Em 1875 foi inaugurada a Estação Ferroviária de Santa Bárbara e, próximo a ela, a futura cidade de Americana. Os imigrantes, por serem protestantes, estavam proibidos de enterrar os seus junto aos católicos, por este motivo, surgiu entre ambos municípios o cemitério americano aonde há 34 anos se comemora a “luta” pela supremacia branca.
A Festa Confederada e a luta anti racista
Desde 1986 a Fraternidade de Descendentes Americanos organiza uma festa que homenageia a Confederação dos Estados do Sul e sua guerra para manter um estilo de vida escravocrata através de suas bandeiras e uniformes do exército sulista.
O Tribuna entrevistou Claudia Monteiro, historiadora e representante da Unegro (União de Negros pela Igualdade) de Sta. Bárbara d´Oeste e Americana:
“O principal seminário deles é o Soldado Descansa! de Judith Jones. Monta-se um épico romantizado e o negro é visto como um ser bozal na trajetória do povo negro. Ela era chamada pelas escolas levando os uniformes; é um deseducar de nossos alunos.

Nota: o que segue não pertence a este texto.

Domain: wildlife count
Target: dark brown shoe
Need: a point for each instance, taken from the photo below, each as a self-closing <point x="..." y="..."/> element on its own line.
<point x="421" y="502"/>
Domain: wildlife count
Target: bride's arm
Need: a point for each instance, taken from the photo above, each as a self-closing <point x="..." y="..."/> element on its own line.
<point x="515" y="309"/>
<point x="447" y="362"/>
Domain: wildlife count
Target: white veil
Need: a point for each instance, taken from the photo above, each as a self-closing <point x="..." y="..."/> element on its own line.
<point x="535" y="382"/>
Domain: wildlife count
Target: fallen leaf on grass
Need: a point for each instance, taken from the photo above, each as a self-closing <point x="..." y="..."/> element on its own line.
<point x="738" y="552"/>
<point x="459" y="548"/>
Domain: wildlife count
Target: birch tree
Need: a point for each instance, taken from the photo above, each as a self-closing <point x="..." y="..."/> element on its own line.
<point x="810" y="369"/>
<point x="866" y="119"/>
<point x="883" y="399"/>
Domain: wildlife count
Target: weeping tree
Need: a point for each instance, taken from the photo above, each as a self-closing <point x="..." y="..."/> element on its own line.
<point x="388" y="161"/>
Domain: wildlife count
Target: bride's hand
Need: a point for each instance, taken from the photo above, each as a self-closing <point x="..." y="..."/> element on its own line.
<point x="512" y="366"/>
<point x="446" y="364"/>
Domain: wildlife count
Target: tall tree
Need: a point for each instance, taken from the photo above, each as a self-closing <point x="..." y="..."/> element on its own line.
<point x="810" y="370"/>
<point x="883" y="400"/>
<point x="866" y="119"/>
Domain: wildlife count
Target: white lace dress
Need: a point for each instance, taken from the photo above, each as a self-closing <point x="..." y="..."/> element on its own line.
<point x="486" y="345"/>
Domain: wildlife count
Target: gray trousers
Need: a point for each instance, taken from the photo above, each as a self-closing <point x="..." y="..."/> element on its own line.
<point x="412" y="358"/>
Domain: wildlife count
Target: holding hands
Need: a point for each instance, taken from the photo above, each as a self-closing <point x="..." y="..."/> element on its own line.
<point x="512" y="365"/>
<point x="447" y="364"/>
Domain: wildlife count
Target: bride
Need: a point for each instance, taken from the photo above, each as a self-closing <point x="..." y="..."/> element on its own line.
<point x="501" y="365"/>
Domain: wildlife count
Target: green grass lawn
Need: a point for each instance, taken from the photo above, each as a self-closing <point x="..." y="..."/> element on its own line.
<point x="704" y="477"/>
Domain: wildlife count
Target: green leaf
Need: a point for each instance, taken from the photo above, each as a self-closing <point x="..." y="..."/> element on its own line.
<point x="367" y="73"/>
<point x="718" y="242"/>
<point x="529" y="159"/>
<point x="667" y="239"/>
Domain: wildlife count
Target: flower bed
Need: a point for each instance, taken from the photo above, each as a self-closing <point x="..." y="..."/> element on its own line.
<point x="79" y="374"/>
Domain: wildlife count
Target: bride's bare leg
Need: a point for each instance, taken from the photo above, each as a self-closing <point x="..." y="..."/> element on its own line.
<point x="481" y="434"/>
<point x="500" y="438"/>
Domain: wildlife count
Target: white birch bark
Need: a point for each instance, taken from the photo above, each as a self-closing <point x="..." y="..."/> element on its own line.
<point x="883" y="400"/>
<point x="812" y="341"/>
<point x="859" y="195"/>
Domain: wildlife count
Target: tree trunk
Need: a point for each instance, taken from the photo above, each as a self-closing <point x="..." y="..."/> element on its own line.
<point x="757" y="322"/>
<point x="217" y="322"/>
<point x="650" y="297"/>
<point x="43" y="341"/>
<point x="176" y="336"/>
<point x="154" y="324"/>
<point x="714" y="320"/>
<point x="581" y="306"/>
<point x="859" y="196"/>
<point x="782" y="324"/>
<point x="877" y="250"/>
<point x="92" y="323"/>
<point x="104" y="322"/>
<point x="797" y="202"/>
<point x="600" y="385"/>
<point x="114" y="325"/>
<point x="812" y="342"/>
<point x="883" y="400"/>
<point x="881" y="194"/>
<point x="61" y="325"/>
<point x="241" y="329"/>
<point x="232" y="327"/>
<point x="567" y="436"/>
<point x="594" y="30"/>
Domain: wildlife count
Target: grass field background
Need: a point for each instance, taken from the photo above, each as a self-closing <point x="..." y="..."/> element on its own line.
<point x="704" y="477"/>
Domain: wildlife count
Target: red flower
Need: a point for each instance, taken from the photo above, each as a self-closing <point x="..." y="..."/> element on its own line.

A simbologia é opressora. Uma coisa não resolvida para nós.”
Com o assassinato da ativista de direitos civis Heather Heyer por um supremacista branco e com o recém empossado Donald Trump na presidência dos EUA em 2017, não demoraria em chegar a St. Bárbara e Americana os protestos contra a festa confederada.
Denúncia e Projeto de Lei
Em novembro do ano passado, a deputada estadual Erica Malunguinho, do Partido Socialismo e Liberdade (PSOL), apresentou na Defensoria Pública de São Paulo uma denúncia contra a festa confederada, por apologia a símbolos que representam grupos racistas.
Enquanto isso, a Unegro está “esperando a investigação e um repensar dos descendentes. Mas não posso ser ingênua, o que está em jogo é o dinheiro da festa, é uma luta contra o poder econômico. Temos feito o embate com a deputada e reunido o movimento negro da região para juntar forças”, explica Claudia Monteiro.
Também encontra-se em tramitação o PL 404/2020, de autoria da deputada Malunguinho, que proíbe homenagens a escravocratas e eventos históricos ligados a práticas escravistas.
Até agora a luta vem se unificando, como nos relatou Monteiro: “ficamos sabemos do PL contra o racismo e que questiona os monumentos. Nos encontramos com a deputada sobre a festa, entramos juntos na defensoria e agora está em processo de investigação. O PL pretende ampliar a memória histórica de quem faz apologia ao racismo.”
Como o racismo nunca foi uma relíquia de um passado distante, mas algo presente entre nós, reproduzindo-se através de filmes, séries e livros, o Tribuna São Carlense fará uma segunda entrega sobre o debate.